In the bankruptcy process over the last year, many of Kodak’s most recognizable businesses were either transferred or sold.

Early last year, it announced plans to stop making digital cameras, pocket video cameras and digital picture frames. Kodak recently entered an agreement to license its name for digital cameras to another company. It sold part of its online photo publishing service to the Internet publishing firm Shutterfly for $23.8 million.

But the bankruptcy process hit a major snag last year when the company struggled to sell what it considered to be a crown jewel — a package of 1,100 digital imaging patents.

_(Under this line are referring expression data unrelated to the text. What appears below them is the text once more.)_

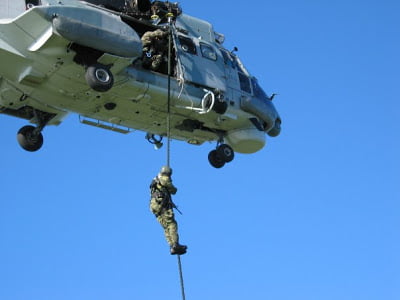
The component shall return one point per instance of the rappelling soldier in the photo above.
(161, 206)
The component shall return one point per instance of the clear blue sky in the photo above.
(314, 215)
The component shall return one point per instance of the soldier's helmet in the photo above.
(165, 170)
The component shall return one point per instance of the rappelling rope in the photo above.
(170, 15)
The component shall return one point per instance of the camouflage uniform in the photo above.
(155, 44)
(161, 206)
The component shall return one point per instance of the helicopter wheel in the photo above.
(225, 152)
(215, 159)
(99, 77)
(29, 139)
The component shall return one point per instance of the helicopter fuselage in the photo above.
(100, 62)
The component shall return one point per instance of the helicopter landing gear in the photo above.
(223, 154)
(30, 138)
(99, 77)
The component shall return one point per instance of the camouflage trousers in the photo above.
(167, 220)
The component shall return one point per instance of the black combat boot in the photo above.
(178, 249)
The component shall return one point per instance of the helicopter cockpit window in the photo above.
(208, 51)
(228, 60)
(187, 44)
(257, 90)
(244, 83)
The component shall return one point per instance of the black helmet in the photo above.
(165, 170)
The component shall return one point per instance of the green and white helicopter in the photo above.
(124, 65)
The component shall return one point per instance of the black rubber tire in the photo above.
(28, 140)
(226, 152)
(215, 160)
(99, 77)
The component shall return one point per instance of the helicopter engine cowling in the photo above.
(93, 28)
(246, 140)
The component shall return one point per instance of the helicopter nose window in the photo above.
(257, 90)
(208, 51)
(244, 83)
(187, 44)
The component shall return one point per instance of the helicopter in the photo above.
(129, 65)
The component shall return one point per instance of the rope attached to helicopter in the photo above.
(170, 16)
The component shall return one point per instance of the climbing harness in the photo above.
(170, 15)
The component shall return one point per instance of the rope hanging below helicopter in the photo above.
(170, 16)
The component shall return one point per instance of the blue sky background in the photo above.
(314, 215)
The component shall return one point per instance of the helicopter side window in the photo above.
(228, 60)
(208, 51)
(187, 44)
(244, 83)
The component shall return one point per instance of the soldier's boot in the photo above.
(178, 249)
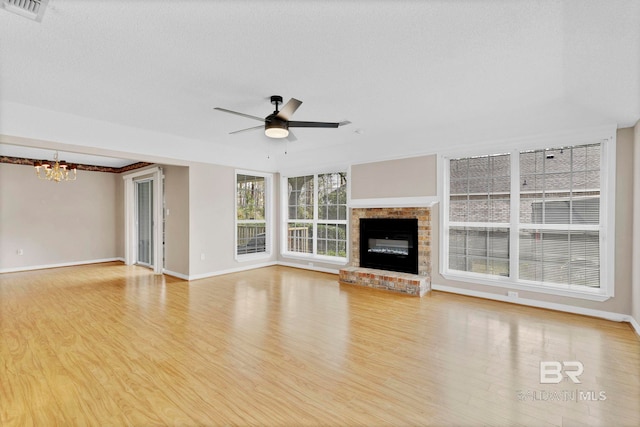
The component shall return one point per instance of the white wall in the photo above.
(635, 305)
(56, 223)
(212, 201)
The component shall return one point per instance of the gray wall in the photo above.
(212, 198)
(636, 224)
(56, 223)
(390, 178)
(378, 180)
(176, 199)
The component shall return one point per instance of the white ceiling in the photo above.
(140, 78)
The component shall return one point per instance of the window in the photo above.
(532, 219)
(251, 214)
(316, 219)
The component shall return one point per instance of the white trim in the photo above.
(63, 264)
(269, 197)
(394, 202)
(605, 228)
(309, 267)
(531, 142)
(634, 324)
(175, 274)
(231, 270)
(315, 221)
(507, 283)
(130, 244)
(316, 258)
(616, 317)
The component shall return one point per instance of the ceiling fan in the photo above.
(277, 124)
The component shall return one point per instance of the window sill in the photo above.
(252, 257)
(599, 295)
(317, 258)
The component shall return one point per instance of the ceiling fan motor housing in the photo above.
(275, 127)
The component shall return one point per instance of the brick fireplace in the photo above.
(412, 284)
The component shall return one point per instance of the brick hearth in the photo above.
(411, 284)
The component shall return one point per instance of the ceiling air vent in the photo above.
(31, 9)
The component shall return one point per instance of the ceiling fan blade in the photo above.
(313, 125)
(240, 114)
(247, 129)
(289, 108)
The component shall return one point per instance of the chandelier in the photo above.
(55, 171)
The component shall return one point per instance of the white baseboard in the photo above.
(634, 324)
(64, 264)
(231, 270)
(175, 274)
(617, 317)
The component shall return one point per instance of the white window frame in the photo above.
(268, 215)
(284, 209)
(606, 228)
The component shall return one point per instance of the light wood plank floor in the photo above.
(109, 344)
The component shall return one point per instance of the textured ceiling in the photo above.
(141, 78)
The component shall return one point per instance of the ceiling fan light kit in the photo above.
(277, 124)
(276, 129)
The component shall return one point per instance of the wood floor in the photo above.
(109, 344)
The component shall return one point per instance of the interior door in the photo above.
(144, 221)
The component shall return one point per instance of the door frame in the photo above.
(130, 237)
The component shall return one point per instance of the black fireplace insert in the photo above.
(389, 244)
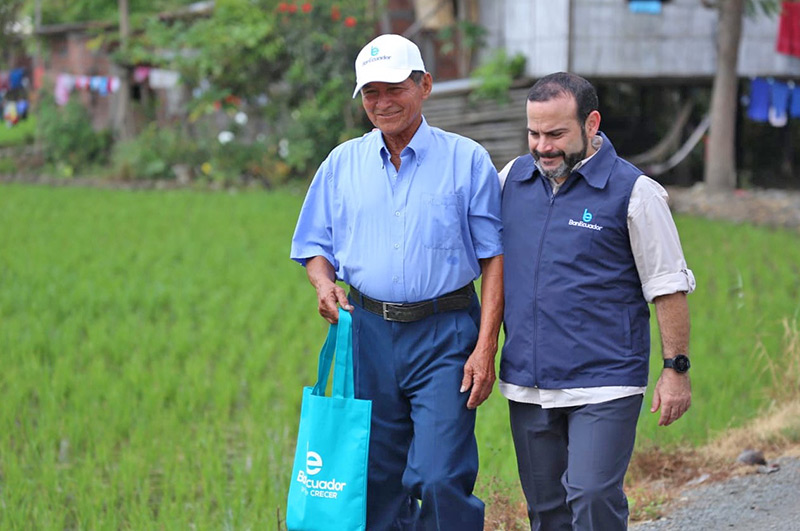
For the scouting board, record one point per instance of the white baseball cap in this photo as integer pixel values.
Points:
(388, 58)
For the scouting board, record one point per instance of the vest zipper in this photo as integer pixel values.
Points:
(536, 289)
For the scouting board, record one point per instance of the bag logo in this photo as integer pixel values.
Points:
(313, 463)
(318, 488)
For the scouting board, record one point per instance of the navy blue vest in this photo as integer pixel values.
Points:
(575, 315)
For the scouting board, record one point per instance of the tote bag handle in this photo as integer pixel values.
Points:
(338, 345)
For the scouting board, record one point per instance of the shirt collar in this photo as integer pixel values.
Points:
(596, 168)
(419, 145)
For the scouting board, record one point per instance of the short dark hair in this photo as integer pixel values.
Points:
(565, 84)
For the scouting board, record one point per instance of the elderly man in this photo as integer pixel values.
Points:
(409, 216)
(589, 242)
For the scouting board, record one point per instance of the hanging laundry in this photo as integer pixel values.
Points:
(65, 83)
(22, 109)
(99, 84)
(38, 78)
(789, 29)
(652, 7)
(140, 74)
(15, 78)
(82, 82)
(779, 104)
(163, 79)
(10, 115)
(794, 108)
(758, 110)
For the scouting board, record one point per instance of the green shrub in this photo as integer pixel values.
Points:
(154, 153)
(68, 139)
(21, 134)
(496, 76)
(8, 166)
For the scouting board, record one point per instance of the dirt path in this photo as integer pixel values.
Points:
(752, 502)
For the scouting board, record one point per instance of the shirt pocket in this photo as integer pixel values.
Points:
(441, 221)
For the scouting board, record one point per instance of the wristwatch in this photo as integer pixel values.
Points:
(679, 363)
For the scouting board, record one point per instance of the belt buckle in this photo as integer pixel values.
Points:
(387, 307)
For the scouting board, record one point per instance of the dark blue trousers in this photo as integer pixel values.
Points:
(572, 462)
(422, 444)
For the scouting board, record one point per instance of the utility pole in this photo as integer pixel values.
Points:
(123, 124)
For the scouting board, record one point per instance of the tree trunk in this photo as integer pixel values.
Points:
(122, 120)
(720, 170)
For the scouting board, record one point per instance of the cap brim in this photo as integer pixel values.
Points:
(382, 75)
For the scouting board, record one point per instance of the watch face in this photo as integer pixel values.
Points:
(681, 363)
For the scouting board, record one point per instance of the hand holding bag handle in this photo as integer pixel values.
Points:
(338, 345)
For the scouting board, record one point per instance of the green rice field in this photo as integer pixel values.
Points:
(154, 346)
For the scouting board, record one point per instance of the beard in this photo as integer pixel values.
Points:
(569, 159)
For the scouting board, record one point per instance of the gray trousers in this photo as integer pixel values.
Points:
(572, 462)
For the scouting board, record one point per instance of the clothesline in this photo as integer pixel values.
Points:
(773, 101)
(105, 85)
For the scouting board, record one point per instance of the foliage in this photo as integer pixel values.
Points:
(154, 152)
(9, 14)
(67, 137)
(154, 360)
(20, 134)
(66, 11)
(291, 63)
(496, 75)
(472, 36)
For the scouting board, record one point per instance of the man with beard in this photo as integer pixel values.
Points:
(589, 241)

Kodak had hoped the patents could go for as much as $2.6 billion. But a consortium of buyers that included some of the world’s largest technology companies, like Apple, Google and Facebook, bought the patents in December for far less, about $527 million. The firms have not said how they plan to incorporate or use the Kodak technology, and many of the patents are for processes and methods that consumers often cannot see. That money was used to repay a big chunk of a loan that Kodak had obtained shortly after filing for bankruptcy in early 2012.

“What that situation signified — which was part of the problem with the whole business model — is that they thought their technology and their patents were more valuable than they really were,” said Jay T. Westbrook, a professor at the University of Texas Law School. “They clung to that right until the end.”

Another big hurdle in the bankruptcy proceedings was cleared this week when Kodak said it would spin off two businesses to the Kodak Pension Plan in Britain for $650 million in cash and debt as part of a deal that would absolve Kodak of $2.8 billion of claims the pension had made against the company. The agreement still needs the approval of the bankruptcy court.

Kodak's pension plan in Britain recently bought the rights to two operating units, including the one that produces Kodak-brand film.Scott Olson/Getty ImagesKodak’s pension plan in Britain recently bought the rights to two operating units, including the one that produces Kodak-brand film.

The two segments that were sold include document imaging and the business that made Kodak a household name, its camera film and photographic paper lines, along with the kiosks found in Target and Walgreens stores where consumers can download and print pictures.

Officials with the British pension fund, which retained the right to use the Kodak brand, have indicated that they intend to hire a management team to run the business. A spokesman for Steven Ross, chairman of the fund, could not reach Mr. Ross for a requested interview.

The film business is in a decline, but observers said the deal was probably the best alternative for the pension fund.

“They can either run the business and throw off cash every year to pay the pensioners,” Professor Westbrook said. “Or they can keep the business for a year or two or five years and maybe something will happen that will make it look better and sell it then.”

As for Kodak’s new focus on the commercial side of the business, analysts worry that future growth and profits could prove difficult there as well.

For instance, in a presentation Kodak provided this year to its creditors in the bankruptcy court, Kodak showed a sharp 34 percent decline in growth through 2017 in the segment that includes the entertainment imaging and commercial films business.

Another business Kodak is banking on for its future is its commercial printing and packaging business, which creates packaging labels for companies, like the plastic labels found on a bottle of juice. Analysts describe that as a highly fragmented and competitive industry and say that Kodak’s share of the market is fairly small.

In an e-mailed response to questions, a Kodak spokesman said that the company “has a compelling and unique combination of advantages to lead this industry.”

But some observers see an uphill battle.

“This is a company that is going from being a behemoth that owned the market to a niche player scrapping for share,” Mr. Conboy said. “It will be a different game for the new Eastman Kodak.”